A privately commissioned mosque, an hour from Istanbul, reinterprets the concept of holy space. Its architect, Emre Arolat, chooses light, shadow and aura in place of gilded domes, by Christopher Turner
Sancaklar Mosque is about an hour’s drive from the centre of Istanbul, reached through a maze of suburban, gated communities. High walls topped with razor wire hide an army of identical houses. At the edge of the settlement, the slope falls away to offer a view over pristine fields to Lake Büyükçekmece. On this wind-swept site, a new mosque for 500 worshippers clings to the contours of the slope. The Turkish architect Emre Arolat of EAA-Emre Arolat Architecture wanted to avoid the cliches of mosque architecture, and the building studiously eschews the neo-Ottoman gilded domes and balconied minarets that stud the rest of the country, each new religious site echoing the last. Instead, the rectangular tower, used by the muezzin for the call to prayer, has echoes of a Scandinavian crematorium; the austere slate and water terraces, a Swiss spa.
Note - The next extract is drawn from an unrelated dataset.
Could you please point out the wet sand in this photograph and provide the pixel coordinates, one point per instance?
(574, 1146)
“I have learned a lot from Islamic architecture,” Arolat says, “but I don’t use formal devices like cupolas and domes. To work with this kind of architecture, you have to understand its aura … I believe it is more a question of feeling, the use of indirect light, shadow and space.” The architect, who is a non-practicing Muslim, believes both Le Corbusier and Louis Kahn understood this spirit, and the fluidity of space evident in traditional Islamic architecture, without resorting to pastiche. Indeed, Kahn incorporated an unconventional prayer hall, which he always referred to as a mosque, into his National Assembly Building in Bangladesh. A mosque or place of prayer, Arolat discovered on rereading the Quran, could simply be any place that was clean.
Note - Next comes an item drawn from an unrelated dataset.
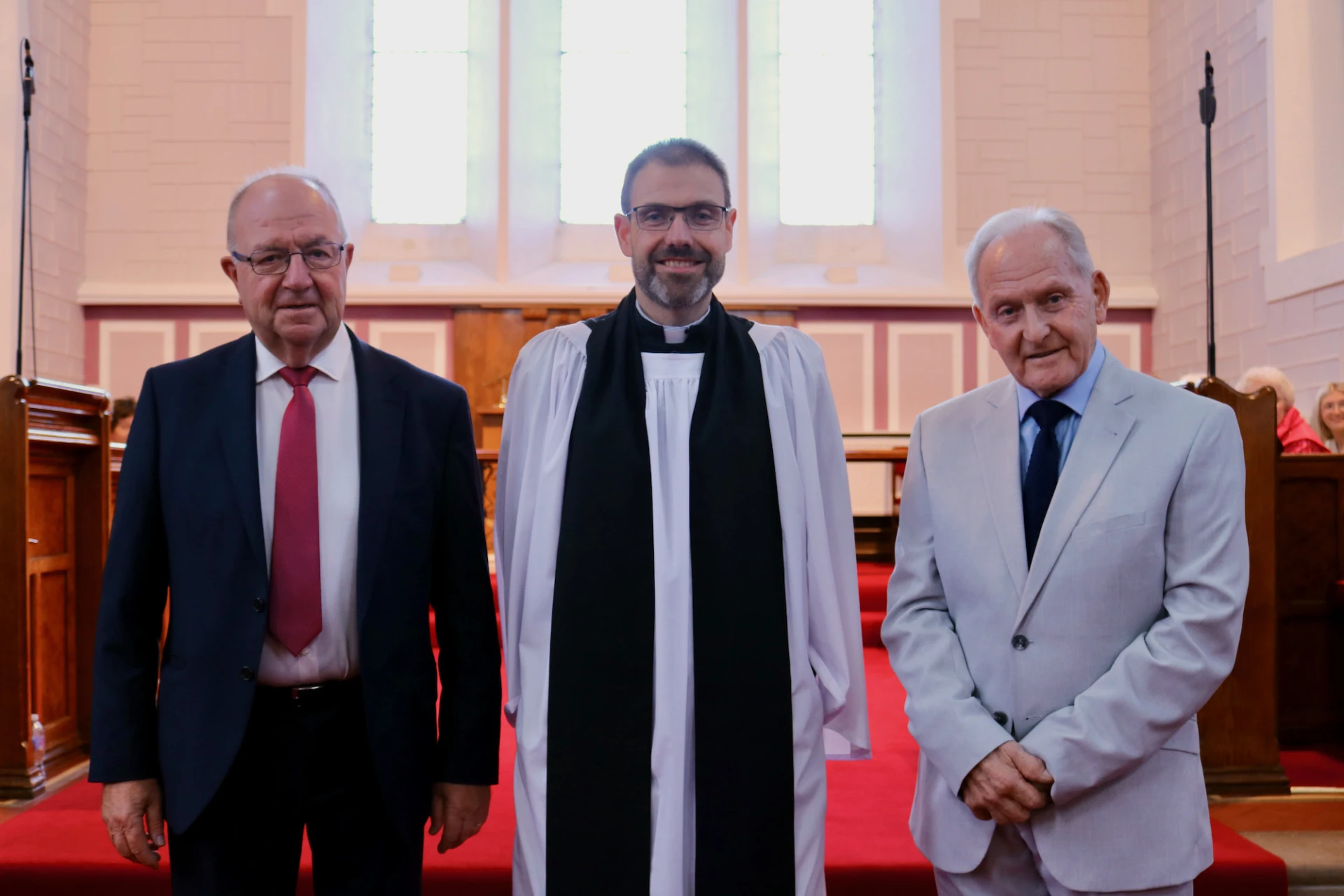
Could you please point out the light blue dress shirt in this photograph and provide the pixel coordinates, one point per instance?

Arolat admits that his inclusion of a symbolic minaret was a concession to the client, the Sancak family, who live in the surrounding compounds and for whom he had previously designed two housing projects in Izmir (he had hoped a tree might act as a better marker). The mosque is otherwise camouflaged into the landscape. You walk down an amphitheatre of long slate steps embedded into the grassy hill to a courtyard space that screens the view, which can only be glanced through a narrow slit in the high walls. On the south side, where the mosque is located, a concrete canopy shields visitors, and a raked slate wall bulges awkwardly into the space. Facing it is a narrow pavilion, also clad in roughly cut slate and used as a teahouse and library, which sits in a long reflective pool. There are few clues to the site’s religious function: both the palette and effect are somewhat reminiscent of Arolat’s luxury villas in Bodrum, the Aegean peninsula from where the slate is quarried.
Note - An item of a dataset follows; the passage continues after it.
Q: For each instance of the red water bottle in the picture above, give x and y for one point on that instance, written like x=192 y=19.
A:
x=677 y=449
After visiting the solemnly lit ablution space, which could belong to Peter Zumthor’s baths in Vals, one enters the mosque, where the impression is of a contemplative chamber set into the hill. The architect took his inspiration from the cave at Mount Hira near Mecca where the Prophet Muhammad is said to have received his first revelations from the angel Gabriel. The 700sq m carpeted space is lit by the daylight leaking down the concrete Qibla wall, which faces toward Mecca. There is no dome but the irregular concentric rings in the ceiling seem to echo the contour lines of the site. A wall of black glass reflects the rows of worshippers.
The imam addresses his congregation from a raised platform called the minbar, reached by a series of steps, and leads the prayers from a simple niche in the wall that, because of the skylights above, appears as a pillar of light. Unlike conventional mosques, which have a separate area at the back for women, here they pray in the same line as men, separated by a perforated screen. The women’s section is raised by 1.5m so that they can also see the imam, which the architect refers to as “positive segregation”. Arolat’s achievement is to have built an iconoclastic mosque that subtly revokes the unwritten rules of Islamic religious architecture to create a progressive place of worship. I notice a few additional screens lying on top of the wall dividing the sexes – it is evidently not high enough for some traditionalists.
Now the Sancaklar Mosque has been named in the RIBA Awards for International Excellence 2018 from the Royal Institute of British Architects (RIBA), becoming one of the 20 best new structures. Evaluating the best new structures in the world to give the RIBA Awards for International Excellence 2018, it’s one of the most prestigious awards in this field.